Grocery stores operate with extremely low margins and depend on volume to generate profits. In some cases, grocery stores net less than a penny per dollar of retail sales. Competition limits a company’s ability to raise prices. Although gross recoveries on retail (by category or in the aggregate) may be higher than average, the blended gross recovery on cost typically does not exceed 100% due to the lower margin nature of the sector.

Category Demand Drives Range of Recovery Rates: Specific categories for grocery retailers can drive significantly higher or lower gross recovery rates depending upon customer demand and level of inventory availability. The highest recovering categories include high turning categories such as meat, deli/prepared foods, dairy, bakery, and produce. These categories typically sell through very quickly in a disposition event. Managing the discounts on slower selling categories once the major perishable categories are sold through is critical to maintaining customer interest in “re-shopping” the sale beyond the opening days. High turning dry grocery sub-categories such as branded staples including crackers, cookies, and pasta, along with infant formula and popular branded health and beauty products typically require less discounting to sell through regardless of season. Conversely, grocery sub-categories including spices and kitchenware are typically in lower demand and require additional discounting to sell through in an accelerated time frame.

The delta between high and low recovering categories in the grocery segment can be significant on a retail basis. Even within stronger recovering categories such as health and beauty, there is potential for a lower recovery on items with depth in the inventory, including vitamins, and less popular first aid and beauty products. Supermarkets may also include gas stations or stock cigarettes and alcohol, all of which are very high recovery categories. However, it is important for lenders to be aware what (if any) additional licensing or permitting may need to be in place in order to sell these highly controlled and restricted commodities in a bankruptcy scenario.

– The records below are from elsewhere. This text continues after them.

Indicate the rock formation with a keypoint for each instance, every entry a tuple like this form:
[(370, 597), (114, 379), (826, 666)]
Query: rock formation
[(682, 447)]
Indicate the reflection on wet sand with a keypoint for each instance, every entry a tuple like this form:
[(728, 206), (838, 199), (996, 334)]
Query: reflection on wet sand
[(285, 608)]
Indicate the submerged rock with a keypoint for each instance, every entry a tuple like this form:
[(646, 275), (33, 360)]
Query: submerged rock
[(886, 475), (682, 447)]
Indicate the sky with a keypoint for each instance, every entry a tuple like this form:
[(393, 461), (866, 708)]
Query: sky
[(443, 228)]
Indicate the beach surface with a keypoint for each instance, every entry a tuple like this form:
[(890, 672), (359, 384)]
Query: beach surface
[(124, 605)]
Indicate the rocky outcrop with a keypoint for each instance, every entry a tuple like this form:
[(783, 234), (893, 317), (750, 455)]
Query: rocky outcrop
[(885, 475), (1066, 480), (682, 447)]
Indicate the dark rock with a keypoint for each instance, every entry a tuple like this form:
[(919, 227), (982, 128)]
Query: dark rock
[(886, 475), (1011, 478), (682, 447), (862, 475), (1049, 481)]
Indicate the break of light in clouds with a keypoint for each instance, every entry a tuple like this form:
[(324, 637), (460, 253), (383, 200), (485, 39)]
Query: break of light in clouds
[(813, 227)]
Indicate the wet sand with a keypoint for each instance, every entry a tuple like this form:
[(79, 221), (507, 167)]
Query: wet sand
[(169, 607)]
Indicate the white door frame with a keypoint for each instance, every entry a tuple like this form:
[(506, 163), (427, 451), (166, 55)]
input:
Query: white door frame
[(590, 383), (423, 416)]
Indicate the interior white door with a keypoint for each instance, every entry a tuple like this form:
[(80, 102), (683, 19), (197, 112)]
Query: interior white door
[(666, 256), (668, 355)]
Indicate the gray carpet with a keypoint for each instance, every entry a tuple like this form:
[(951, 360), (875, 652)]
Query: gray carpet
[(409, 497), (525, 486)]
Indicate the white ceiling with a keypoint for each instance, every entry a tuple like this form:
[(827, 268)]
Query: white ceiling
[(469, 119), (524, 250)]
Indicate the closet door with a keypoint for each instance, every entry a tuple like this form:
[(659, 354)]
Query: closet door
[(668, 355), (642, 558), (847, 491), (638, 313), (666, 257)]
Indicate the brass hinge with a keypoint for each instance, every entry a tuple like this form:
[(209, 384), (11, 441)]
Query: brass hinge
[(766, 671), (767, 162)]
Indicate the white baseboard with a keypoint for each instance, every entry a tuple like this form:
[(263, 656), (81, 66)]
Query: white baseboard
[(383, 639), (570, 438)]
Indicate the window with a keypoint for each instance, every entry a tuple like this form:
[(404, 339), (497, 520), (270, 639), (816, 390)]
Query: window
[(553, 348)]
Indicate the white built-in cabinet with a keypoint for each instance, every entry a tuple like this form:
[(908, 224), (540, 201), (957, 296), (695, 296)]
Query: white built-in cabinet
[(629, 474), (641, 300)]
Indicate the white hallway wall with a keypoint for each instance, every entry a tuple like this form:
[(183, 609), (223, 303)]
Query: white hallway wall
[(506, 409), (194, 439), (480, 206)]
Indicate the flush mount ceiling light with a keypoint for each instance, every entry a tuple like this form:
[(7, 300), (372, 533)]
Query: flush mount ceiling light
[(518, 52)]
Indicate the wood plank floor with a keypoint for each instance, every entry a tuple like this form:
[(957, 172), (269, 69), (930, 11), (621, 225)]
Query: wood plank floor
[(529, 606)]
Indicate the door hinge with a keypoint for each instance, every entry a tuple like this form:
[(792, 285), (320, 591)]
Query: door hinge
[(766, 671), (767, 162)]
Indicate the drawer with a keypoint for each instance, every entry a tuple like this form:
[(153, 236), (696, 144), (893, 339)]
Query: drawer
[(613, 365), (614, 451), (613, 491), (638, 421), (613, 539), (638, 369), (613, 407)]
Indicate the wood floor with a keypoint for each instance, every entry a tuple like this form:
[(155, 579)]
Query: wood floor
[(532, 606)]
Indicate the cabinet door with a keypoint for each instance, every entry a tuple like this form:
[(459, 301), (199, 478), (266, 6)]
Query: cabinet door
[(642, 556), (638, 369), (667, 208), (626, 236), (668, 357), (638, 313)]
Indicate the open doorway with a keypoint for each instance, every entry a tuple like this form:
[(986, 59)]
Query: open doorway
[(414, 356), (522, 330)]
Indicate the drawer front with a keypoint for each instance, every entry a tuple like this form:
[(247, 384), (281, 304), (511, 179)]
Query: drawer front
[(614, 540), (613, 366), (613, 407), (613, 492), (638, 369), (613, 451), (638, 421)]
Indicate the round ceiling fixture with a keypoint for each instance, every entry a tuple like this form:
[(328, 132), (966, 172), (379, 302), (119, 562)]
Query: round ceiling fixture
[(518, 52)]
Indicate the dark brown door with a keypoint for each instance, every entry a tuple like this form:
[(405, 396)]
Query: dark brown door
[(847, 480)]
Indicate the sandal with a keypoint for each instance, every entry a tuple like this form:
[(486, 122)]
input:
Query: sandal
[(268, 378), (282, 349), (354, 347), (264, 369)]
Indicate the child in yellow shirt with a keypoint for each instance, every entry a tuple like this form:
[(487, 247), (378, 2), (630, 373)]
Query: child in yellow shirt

Managing discounts on high and low recovering inventory in tandem with seasonal demand and on-hand inventory levels is critical to a successful GOB event. Understanding and predicting gross recovery rates by category, brand, region, and season comes with experience. Gordon Brothers applies the firm’s extensive real-world grocery and supermarket disposition involvement to each appraisal analysis, which assists asset-based lenders in offsetting risks associated with low-turning inventory.